Reservoir Sampling

Goal : Choose a sample of $k$ items from a list $S$ containing $n$ items, where $n$ is either unknown or very large. For instance, a stream of numbers coming in.

Lets start with the procedure and then prove why this correct.

1. Keep the first k items in an array (we call this a reservoir)
2. When the $i^{th}$ item arrives, $i > k$
   1. With the probability $k/i$, keep the new item, discarding an old one selected uniformly at random from the reservoir.
   2. With probability $1-k/i$, reject this new item.

Now, lets take an example and work out this math, Lets take k = 10

1. For the first $10$ items, add them to the reservoir with probability $1$
2. When the $11^{th}$ item comes, it is
   • added to the reservoir with probability $10/11$
   • Now, what is the probability of an item $I$ which was already present in the reservoir when the $11^{th}$ item came ?

$p_{required} = $ (the 11th element is chosen and it replaces an element other than $I$ ) or (the 11th element is rejected) \begin{align} &= 10/11 * 9/10 +(1-10/11) \\ &= 9/11+1/11 \\ &= 10/11 \end{align}

So, all the elements in the reservoir stay with the probability of $10/11$ Lets work out what happens when the $12^{th}$ element comes.

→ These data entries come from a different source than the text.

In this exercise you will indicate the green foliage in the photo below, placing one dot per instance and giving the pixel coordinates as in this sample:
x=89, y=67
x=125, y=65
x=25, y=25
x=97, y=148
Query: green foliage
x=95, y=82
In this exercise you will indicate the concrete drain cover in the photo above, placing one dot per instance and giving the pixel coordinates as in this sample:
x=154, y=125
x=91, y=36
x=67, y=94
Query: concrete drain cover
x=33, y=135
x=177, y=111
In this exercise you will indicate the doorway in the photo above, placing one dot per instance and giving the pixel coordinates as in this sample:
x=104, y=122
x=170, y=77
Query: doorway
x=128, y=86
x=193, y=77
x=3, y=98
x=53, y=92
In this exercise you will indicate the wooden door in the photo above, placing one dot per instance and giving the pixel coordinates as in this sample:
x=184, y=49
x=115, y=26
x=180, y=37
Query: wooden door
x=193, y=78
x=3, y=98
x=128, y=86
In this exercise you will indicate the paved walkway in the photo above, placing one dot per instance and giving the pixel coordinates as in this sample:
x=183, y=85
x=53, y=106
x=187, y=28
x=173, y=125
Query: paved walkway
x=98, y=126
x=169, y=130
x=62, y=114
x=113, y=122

1. It is added to reservoir with probability $10/12$
2. What is the probability that element $I$ (which was present in the reservoir)" will stay ?

   • $= 10/11 * ( 10/12 * 9/10 + (1-10/12) )$

   • $= 10/11 ( 9/12 + 2/12) = 10/11 * 11/12 = 10/12 $

The $10/11$ factor in the above equation comes from the previous round. Thus, all elements in the reservoir have a probability of $10/12$.

How do we code this up ?
Input: Elements S[1..n], we want to sample k elements where $k << n$

1. Allocate reservoir $R$ of size $k$
2. for $i$ = $1$ to $k$
   $R[i] = S[i]$
3. For $i = k + 1$ to n
   $j$ = $random(1,i)$ // inclusive
   if $j <= k$
   $R[j] = S[i]$

Lets see how this code is equivalent to what we computed earlier, in an inductive way.

1. Lets assume after round $i - 1$, each element in the reservoir stays with the probability $k/(i-1)$
2. For round i, we have
   1. New element stays with probability $k/i$
   2. Old element stays with probability :
      $= \frac{k}{i - 1} (\frac{k}{i} * \frac{k - 1}{k} + (1 - \frac{k}{i}))$
      $= \frac{k}{i-1}\frac{i-1}{i} $
      $= \frac{k}{i} $ as required

Reservoir sampling with random sort

1. Assign a random number as a key to each item
2. Sort these items and maintain k items with minimum key values

This can be easily implemented using a heap.

Distributed Reservoir Sampling

• What if we have huge amounts of data? It is desirable to distributed sampling tasks among many machines in parallel
• A Simple approach: Distributed sort with a random key like above and pick top k elements .

But this is too costly.

Instead, we

1. Distribute data among m machines
2. Each machine $c$ does its own sampling using a random key and produces a sample of size <= $k$ items
3. Collect all samples $n^{'} <= mk$
4. Sample $k$ items from these $n^{'}$ items using the same random key

If we want to associate a weight $W_i$ with each item, then the random key can be scaled as $r^{1/w_i}$. That is, higher the weight bigger the key.